Even then, they arguably don’t do as it’s a single shot rather than multiple photos combined.
Again, Apple is doing this almost entirely with clever software and raw processing power.
So is ‘computational photography’ the future of all photography? If a HDR photo from an iPhone Xs ends up looking as good, or almost as good, as one from a professional DSLR, what’s the point of opting for the latter?
There are still some big physical differences that separate standalone cameras from an iPhone.
Cameraphones, in general, can’t match a proper zoom on a standalone camera. The second telephoto lens on the iPhone Xs is a 52mm equivalent.
But most decent zooms on cameras go to at least 150mm. (I have one that goes to 600mm.) You’ll see the difference if you’re trying to shoot a sunset or a sunrise — with a phone, you’ll get a wider sky shot. With a zoom, you’ll get a much more idyllic-looking red or orange ball, possibly with the outline of someone looking small against it.
Phones also have limited ability as wide-angle lenses. The iPhone’s main lens shoots at 28mm, quite a wide view. But there is a very different quality that a real wide-angle lens gives you, from GoPros to professional 16-35mm lenses. (To some extent, the recent iPhones have made up for this with an astonishingly good panoramic photo mode, which acts as an effective substitute for a wide-angle lens.)
But most people will never use one of these lenses.
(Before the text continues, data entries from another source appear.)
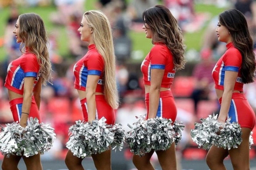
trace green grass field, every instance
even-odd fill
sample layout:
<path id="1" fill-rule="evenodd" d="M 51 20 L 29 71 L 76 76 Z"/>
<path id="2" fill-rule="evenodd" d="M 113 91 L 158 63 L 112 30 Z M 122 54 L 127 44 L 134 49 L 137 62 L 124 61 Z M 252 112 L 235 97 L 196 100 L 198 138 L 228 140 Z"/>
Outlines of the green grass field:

So while professionals and enthusiasts (your humble reporter regards himself as existing somewhere between these two categories) will go on using professional camera gear, the rest of society is starting to get a glimpse of the quality that really good systems provide. And it’s coming via the phones in their pockets.
To be clear, Apple isn’t alone in pushing this. Right now, there’s an arms race going on between Apple, Samsung and Huawei on who can offer the most powerful camera features.
The lead often changes hands: 2018 arguably saw Huawei briefly go in front with its highly impressive P20 Pro phone. But Apple looks like it might be back on top with the iPhone Xs.